US housing starts unexpectedly rise in March; building permits increase

A contractor stacks roofing materials while working on a home under construction at the Toll Brothers Bowes Creek Country Club community in Elgin, Illinois.

Daniel Acker | Bloomberg | Getty Images

US homebuilding unexpectedly rose in March, but starts for single-family housing tumbled amid rising mortgage rates.

Housing starts increased 0.3% to a seasonally adjusted annual rate of 1,793 million units last month, the Commerce Department said on Tuesday. Data for February was revised higher to a rate of 1.788 million units from the previously reported 1.769 million units.

Economists polled by Reuters had forecast starts slipping to a rate of 1,745 million units. Permits for future homebuilding increased 0.4% to a rate of 1,873 million units last month.

The 30-year fixed-rate mortgage averaged 5.0% during the week ended April 14, the highest since February 2011, up from 4.72% in the prior week, according to data from mortgage finance agency Freddie Mac. Further increases are likely with the Federal Reserve adopting an aggressive monetary policy posture as it battles sky-high inflation.

The Fed in March raised its policy interest rate by 25 basis points, the first hike in more than three years. Economists expect the US central bank will hike rates by 50 basis points next month, and soon start trimming its asset portfolio.

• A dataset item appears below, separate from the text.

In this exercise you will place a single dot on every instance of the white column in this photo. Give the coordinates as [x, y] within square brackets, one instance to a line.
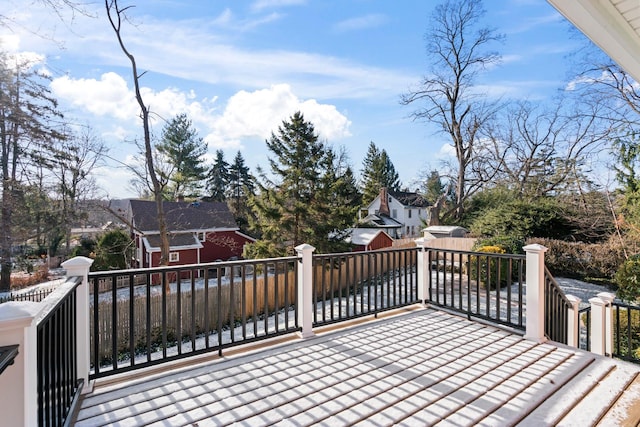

Rising borrowing costs are combining with higher home prices to reduce housing affordability for first-time buyers. The National Association of Home Builders / Wells Fargo Housing Market index dropped to a seven-month low in April, with builders blaming the “jump in mortgage rates and persistent supply chain disruptions.”

Still, record low housing supply should continue to underpin homebuilding this year. There is a record backlog of houses approved for construction that are yet to be started.

Goldman Sachs estimates that housing starts will increase 5% to 1.7 million this year, arguing that “when housing markets are tight, like they are today, homebuilders are likely to keep building because they should have little fear that homes will sit vacant after completion. “

Single-family housing starts, which account for the biggest share of homebuilding, dropped 1.7% to a rate of 1,200 million units in March.